I just want to verify that I understand the question correctly:
Given regex “abcd” and string “aefbcgd”, the solution should return “bc”.
Is that correct? Thanks!
Hi @lgtout ,
The regular expression we discussed here shall contains “*” or “.” or “?” as those will create a set of strings. Then the problem here would become among those strings produced by the regular expression, which one is the closest one.
Ah, I see. That’s quite different from what I thought. Ok, thanks @tsunghsienlee.
If I apply your explanation, then this variant is a very trivial change to problem 16.2. All that’s necessary is to apply the regex and iterate through the resulting strings, applying the Levenshtein function (from the 16.2 solution) to each and finding the one with the least Levenshtein distance.
Am I missing something?
None of the other variants I’ve seen in the book add so little difficulty to the original problem as this one. Which makes me think I must be missing something in my interpretation of the problem statement.
I am not sure that is the right way as there are almost infinite strings when the regex contains those metacharacters (i.e., * and .). So the difficulty here is how to solve that problem without enumerating all possible combinations of strings.
I’m still having trouble understanding this problem. Could you give me a concrete example? Thanks.
Like A*b and AAb. One is regex and the other is pure string.
Thanks. Are these the inputs to the solution function? And what would be the result in this case?
Yes, and the output is the distance, which shall be an int.
Is the result in this case AAb, since this has a distance of 0?
Can the regex contain more than one of “.”, “*”, “+”?
How about combinations such as “.*”, “.+”?
Are “.*?+” the only metacharacters allowed?
@tsunghsienlee I think this problem, as worded in the book, would benefit from clearer wording in future editions. In particular, I think the phrase “…in the language of the regular expression r …” is at best ambiguous, at worst a misdirection.
There will be a overhaul of variants in the future. Because we think variants is a good way for readers keep practicing what they want. However, we still have some urgent things we would like to focus on now so we decide to keep this what we have now.
Personally, I love having the variants.
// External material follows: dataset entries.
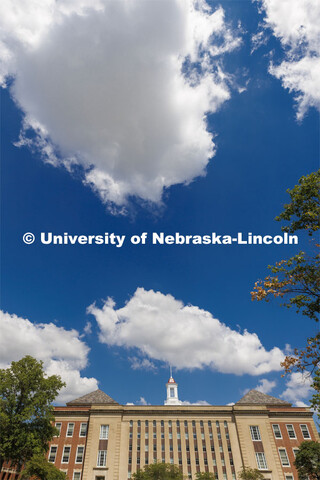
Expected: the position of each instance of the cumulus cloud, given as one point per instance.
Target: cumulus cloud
(298, 389)
(265, 386)
(62, 352)
(199, 402)
(120, 88)
(184, 336)
(142, 364)
(296, 23)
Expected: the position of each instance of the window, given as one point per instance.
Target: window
(83, 430)
(104, 432)
(53, 453)
(66, 454)
(102, 458)
(291, 432)
(58, 427)
(284, 457)
(305, 431)
(70, 429)
(295, 451)
(80, 452)
(255, 432)
(261, 461)
(276, 431)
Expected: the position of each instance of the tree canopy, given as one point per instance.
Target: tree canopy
(159, 471)
(26, 413)
(307, 460)
(39, 467)
(296, 281)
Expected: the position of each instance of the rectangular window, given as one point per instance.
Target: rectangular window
(291, 432)
(276, 431)
(261, 461)
(66, 454)
(284, 457)
(80, 452)
(255, 432)
(83, 429)
(305, 431)
(104, 433)
(295, 451)
(70, 429)
(53, 453)
(102, 458)
(58, 427)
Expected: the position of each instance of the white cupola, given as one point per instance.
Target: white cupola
(172, 392)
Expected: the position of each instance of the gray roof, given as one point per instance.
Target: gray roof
(253, 397)
(98, 397)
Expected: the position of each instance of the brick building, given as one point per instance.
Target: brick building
(102, 440)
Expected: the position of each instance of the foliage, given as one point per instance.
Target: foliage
(159, 471)
(307, 460)
(204, 476)
(38, 466)
(247, 473)
(304, 209)
(298, 279)
(26, 413)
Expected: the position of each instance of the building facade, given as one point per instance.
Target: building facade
(102, 440)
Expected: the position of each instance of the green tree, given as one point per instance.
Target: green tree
(159, 471)
(304, 209)
(204, 476)
(247, 473)
(297, 280)
(307, 460)
(39, 467)
(26, 413)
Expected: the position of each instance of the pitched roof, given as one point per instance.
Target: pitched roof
(253, 397)
(98, 397)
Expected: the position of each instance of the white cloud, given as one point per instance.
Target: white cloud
(298, 389)
(163, 328)
(296, 23)
(88, 328)
(120, 88)
(265, 386)
(199, 402)
(62, 352)
(141, 364)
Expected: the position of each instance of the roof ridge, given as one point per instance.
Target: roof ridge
(97, 397)
(255, 397)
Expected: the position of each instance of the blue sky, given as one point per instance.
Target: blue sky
(265, 140)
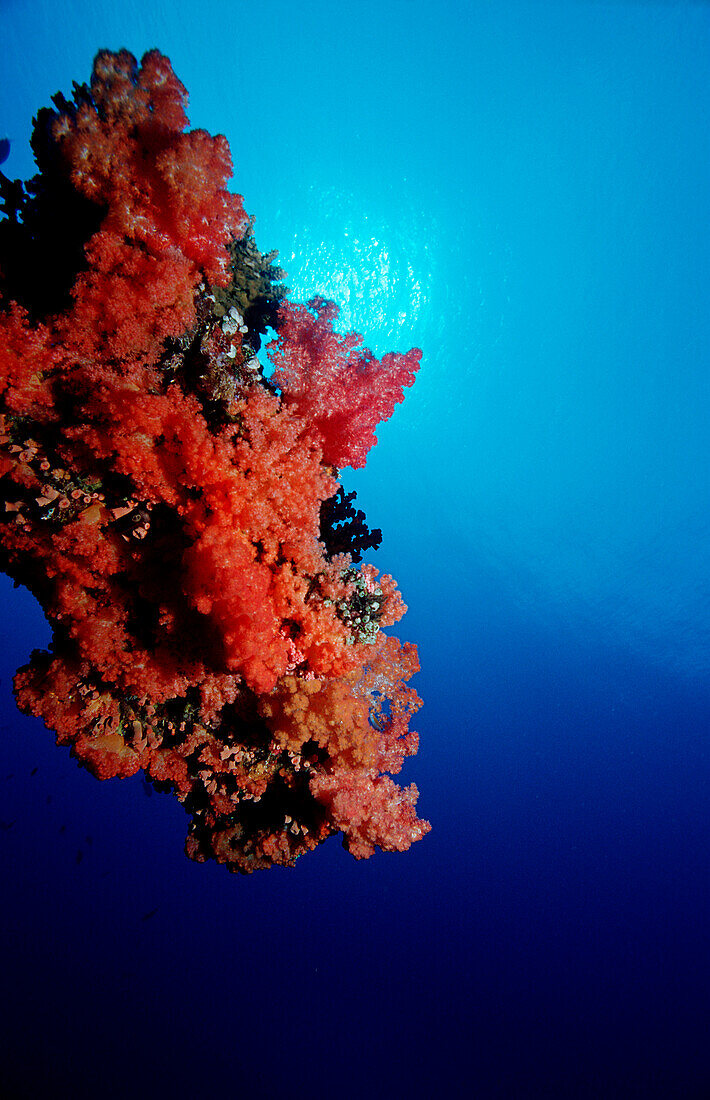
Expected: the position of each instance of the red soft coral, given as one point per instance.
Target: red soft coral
(168, 505)
(335, 383)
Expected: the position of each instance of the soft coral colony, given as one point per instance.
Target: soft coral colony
(177, 514)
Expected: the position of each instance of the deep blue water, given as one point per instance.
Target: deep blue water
(522, 190)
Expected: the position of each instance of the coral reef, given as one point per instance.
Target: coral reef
(178, 515)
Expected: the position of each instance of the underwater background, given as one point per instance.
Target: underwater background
(522, 190)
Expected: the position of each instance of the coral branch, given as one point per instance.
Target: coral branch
(177, 515)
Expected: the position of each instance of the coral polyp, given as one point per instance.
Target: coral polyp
(179, 515)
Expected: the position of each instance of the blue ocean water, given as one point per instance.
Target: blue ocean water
(522, 190)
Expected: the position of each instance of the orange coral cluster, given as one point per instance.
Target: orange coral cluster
(168, 505)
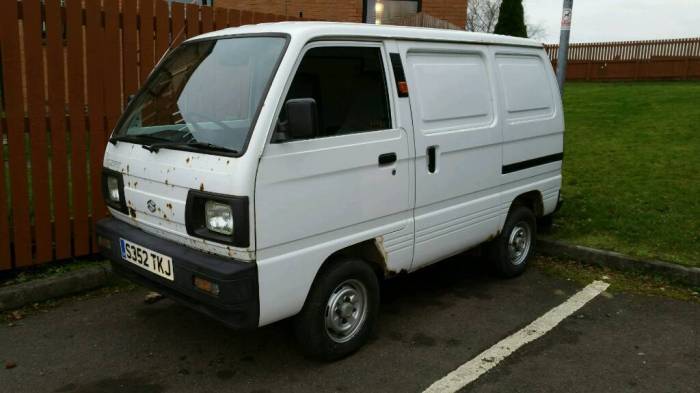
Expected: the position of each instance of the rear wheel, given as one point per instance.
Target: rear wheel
(340, 311)
(510, 252)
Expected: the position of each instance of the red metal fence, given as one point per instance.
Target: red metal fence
(66, 71)
(632, 60)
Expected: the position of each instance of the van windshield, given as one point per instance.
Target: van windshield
(205, 95)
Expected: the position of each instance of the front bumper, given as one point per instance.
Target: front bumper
(237, 304)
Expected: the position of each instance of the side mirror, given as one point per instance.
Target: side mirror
(302, 118)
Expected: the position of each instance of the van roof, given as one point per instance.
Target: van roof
(314, 30)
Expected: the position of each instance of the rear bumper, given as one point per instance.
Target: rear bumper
(237, 304)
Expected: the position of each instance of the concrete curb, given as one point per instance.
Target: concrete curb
(614, 260)
(19, 295)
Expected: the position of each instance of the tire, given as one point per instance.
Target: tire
(511, 251)
(348, 323)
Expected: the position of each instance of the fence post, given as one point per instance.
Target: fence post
(564, 44)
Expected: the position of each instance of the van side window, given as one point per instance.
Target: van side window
(523, 78)
(348, 86)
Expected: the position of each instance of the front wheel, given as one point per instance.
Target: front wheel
(340, 311)
(510, 252)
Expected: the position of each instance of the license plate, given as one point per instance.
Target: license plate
(147, 259)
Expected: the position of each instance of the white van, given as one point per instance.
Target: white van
(285, 169)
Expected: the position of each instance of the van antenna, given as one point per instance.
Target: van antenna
(175, 38)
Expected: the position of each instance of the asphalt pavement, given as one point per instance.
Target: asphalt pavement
(431, 322)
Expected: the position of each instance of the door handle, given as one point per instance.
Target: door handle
(387, 158)
(431, 159)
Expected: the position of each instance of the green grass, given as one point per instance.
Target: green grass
(632, 169)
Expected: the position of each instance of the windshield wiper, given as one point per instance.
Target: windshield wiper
(192, 144)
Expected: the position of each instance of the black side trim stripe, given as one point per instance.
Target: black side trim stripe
(519, 166)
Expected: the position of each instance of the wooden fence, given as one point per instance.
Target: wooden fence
(632, 60)
(66, 71)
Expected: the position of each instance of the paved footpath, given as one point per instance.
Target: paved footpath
(431, 323)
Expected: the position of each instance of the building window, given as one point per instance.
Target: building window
(385, 11)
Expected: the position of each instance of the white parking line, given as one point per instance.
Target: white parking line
(473, 369)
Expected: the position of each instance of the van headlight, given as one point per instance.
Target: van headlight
(218, 217)
(113, 189)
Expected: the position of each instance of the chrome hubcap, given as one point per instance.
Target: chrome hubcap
(346, 310)
(519, 243)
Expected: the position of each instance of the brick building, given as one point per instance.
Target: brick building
(367, 11)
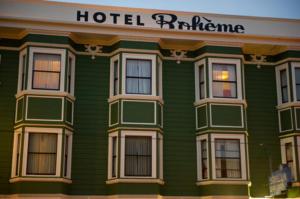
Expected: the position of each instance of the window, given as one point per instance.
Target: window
(42, 154)
(138, 76)
(46, 71)
(282, 82)
(229, 156)
(283, 86)
(224, 81)
(225, 78)
(228, 162)
(138, 155)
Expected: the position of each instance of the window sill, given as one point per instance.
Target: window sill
(43, 92)
(126, 180)
(39, 179)
(220, 100)
(225, 181)
(135, 97)
(287, 104)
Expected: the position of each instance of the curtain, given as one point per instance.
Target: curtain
(138, 155)
(46, 71)
(227, 158)
(42, 149)
(224, 80)
(138, 76)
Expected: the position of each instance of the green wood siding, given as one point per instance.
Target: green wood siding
(286, 120)
(138, 112)
(44, 108)
(226, 115)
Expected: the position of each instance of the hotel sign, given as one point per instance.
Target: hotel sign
(163, 20)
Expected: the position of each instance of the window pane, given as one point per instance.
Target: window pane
(224, 72)
(46, 71)
(227, 154)
(224, 89)
(138, 76)
(42, 154)
(138, 157)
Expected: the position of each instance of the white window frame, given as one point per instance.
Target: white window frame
(22, 53)
(242, 155)
(110, 149)
(69, 160)
(72, 86)
(283, 153)
(278, 82)
(152, 58)
(197, 78)
(153, 134)
(294, 66)
(18, 132)
(111, 88)
(237, 63)
(199, 157)
(61, 52)
(59, 133)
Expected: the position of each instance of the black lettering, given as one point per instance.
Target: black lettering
(138, 21)
(210, 27)
(239, 29)
(80, 15)
(115, 17)
(101, 15)
(160, 19)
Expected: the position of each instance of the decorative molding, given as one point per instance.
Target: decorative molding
(258, 59)
(93, 49)
(178, 55)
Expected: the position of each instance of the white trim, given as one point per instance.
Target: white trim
(238, 65)
(243, 146)
(61, 52)
(72, 88)
(17, 133)
(72, 119)
(153, 135)
(109, 113)
(295, 113)
(283, 153)
(197, 78)
(217, 104)
(152, 58)
(199, 157)
(155, 116)
(196, 109)
(57, 131)
(70, 146)
(22, 53)
(284, 66)
(41, 96)
(110, 149)
(279, 120)
(16, 114)
(294, 66)
(112, 72)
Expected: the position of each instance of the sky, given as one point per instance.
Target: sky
(264, 8)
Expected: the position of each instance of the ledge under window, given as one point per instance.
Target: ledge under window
(228, 182)
(39, 179)
(126, 180)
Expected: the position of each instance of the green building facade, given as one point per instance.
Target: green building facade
(102, 102)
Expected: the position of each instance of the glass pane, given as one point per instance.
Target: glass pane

And I hope they stay in future editions. But perhaps because most people don’t do the variants, issues with them may have a tendency of not being caught as early as issues with the “main” problems.
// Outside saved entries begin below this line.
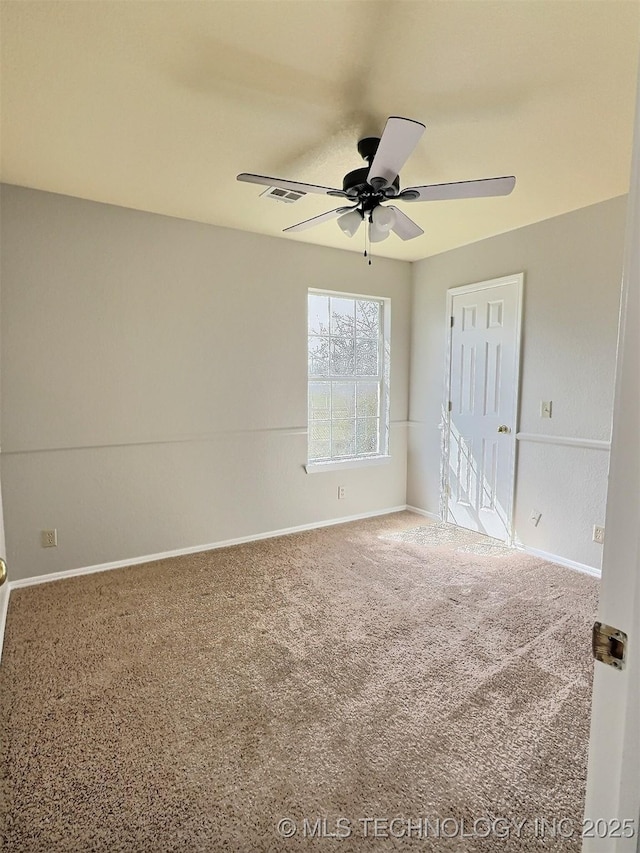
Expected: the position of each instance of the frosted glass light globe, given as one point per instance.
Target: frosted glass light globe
(384, 218)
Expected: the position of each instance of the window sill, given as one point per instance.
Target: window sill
(340, 465)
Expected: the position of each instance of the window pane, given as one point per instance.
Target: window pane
(318, 314)
(367, 435)
(343, 438)
(319, 401)
(367, 357)
(344, 399)
(368, 396)
(367, 319)
(342, 316)
(319, 450)
(342, 357)
(320, 430)
(347, 367)
(318, 356)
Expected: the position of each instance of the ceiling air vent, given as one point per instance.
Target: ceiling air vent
(278, 194)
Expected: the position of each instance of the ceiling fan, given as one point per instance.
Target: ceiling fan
(379, 181)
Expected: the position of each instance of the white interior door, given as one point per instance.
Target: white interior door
(612, 813)
(480, 445)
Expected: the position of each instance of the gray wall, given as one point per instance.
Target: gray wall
(154, 382)
(573, 267)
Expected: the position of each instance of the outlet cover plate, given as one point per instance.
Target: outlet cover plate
(49, 538)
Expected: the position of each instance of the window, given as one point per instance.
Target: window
(348, 377)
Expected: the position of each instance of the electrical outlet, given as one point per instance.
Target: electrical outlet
(49, 538)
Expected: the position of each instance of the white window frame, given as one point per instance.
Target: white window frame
(384, 361)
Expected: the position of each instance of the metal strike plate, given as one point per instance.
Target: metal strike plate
(609, 645)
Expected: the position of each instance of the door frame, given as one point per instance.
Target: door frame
(445, 425)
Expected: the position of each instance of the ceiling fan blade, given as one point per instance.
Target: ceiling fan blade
(316, 220)
(462, 189)
(296, 186)
(404, 227)
(399, 138)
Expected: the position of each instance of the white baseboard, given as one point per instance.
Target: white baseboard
(432, 515)
(179, 552)
(561, 561)
(211, 546)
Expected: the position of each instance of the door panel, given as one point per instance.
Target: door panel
(483, 395)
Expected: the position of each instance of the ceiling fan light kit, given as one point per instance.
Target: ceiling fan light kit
(350, 222)
(379, 182)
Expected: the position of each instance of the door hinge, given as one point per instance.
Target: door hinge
(609, 645)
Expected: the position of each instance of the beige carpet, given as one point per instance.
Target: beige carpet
(193, 704)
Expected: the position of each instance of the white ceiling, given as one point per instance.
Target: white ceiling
(158, 105)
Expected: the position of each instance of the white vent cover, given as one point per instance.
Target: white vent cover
(278, 194)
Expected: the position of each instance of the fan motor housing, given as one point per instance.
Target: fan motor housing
(358, 180)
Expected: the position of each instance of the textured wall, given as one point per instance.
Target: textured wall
(154, 382)
(573, 267)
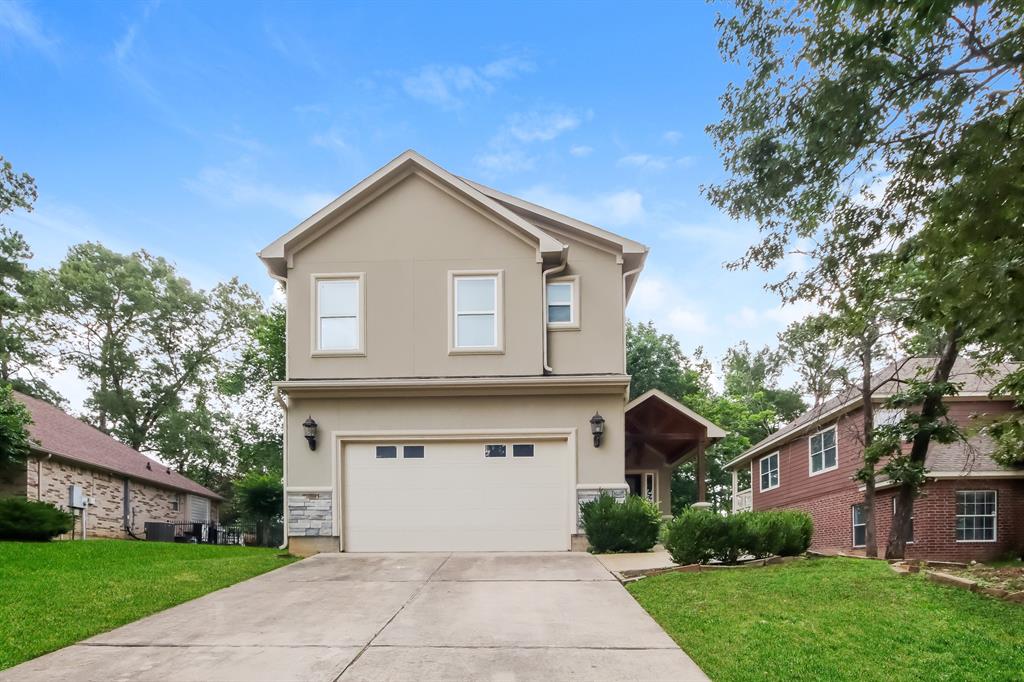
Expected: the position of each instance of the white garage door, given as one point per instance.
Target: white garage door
(456, 496)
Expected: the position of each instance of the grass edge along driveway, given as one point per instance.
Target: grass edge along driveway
(55, 594)
(835, 620)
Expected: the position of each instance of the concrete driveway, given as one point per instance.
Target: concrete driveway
(393, 616)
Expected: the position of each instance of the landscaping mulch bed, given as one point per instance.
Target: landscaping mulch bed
(1009, 578)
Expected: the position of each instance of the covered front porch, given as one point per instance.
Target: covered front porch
(660, 434)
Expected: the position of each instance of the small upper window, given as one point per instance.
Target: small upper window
(476, 311)
(769, 472)
(561, 303)
(338, 313)
(888, 417)
(522, 450)
(823, 452)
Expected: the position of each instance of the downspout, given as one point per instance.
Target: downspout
(627, 274)
(544, 306)
(284, 457)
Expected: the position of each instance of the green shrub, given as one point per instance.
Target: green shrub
(797, 530)
(26, 519)
(690, 537)
(631, 525)
(699, 536)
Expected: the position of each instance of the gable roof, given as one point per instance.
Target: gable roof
(714, 430)
(633, 254)
(57, 433)
(276, 254)
(886, 383)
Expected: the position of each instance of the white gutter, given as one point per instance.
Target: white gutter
(284, 461)
(626, 274)
(544, 305)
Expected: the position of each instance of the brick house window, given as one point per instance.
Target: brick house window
(769, 472)
(859, 525)
(910, 539)
(823, 451)
(976, 516)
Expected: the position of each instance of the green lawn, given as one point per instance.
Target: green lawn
(53, 594)
(835, 620)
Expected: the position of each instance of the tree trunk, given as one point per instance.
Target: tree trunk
(870, 541)
(901, 529)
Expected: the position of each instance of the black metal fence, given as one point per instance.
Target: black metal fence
(256, 534)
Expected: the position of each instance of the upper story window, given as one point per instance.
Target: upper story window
(769, 472)
(339, 313)
(888, 417)
(563, 303)
(823, 453)
(476, 305)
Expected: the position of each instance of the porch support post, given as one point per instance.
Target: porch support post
(701, 473)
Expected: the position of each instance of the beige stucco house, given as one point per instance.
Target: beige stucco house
(457, 372)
I love variants in the way it provides a way for readers to practice similar problems with the knowledge they just learn. However, lacking solution due to space is a problem here. Therefore we would like move it to problems with test data by using our newly built testing framework. However, it would take time for us to prepare those test data and rewrite those variants. Furthermore, we might need to consolidate those again.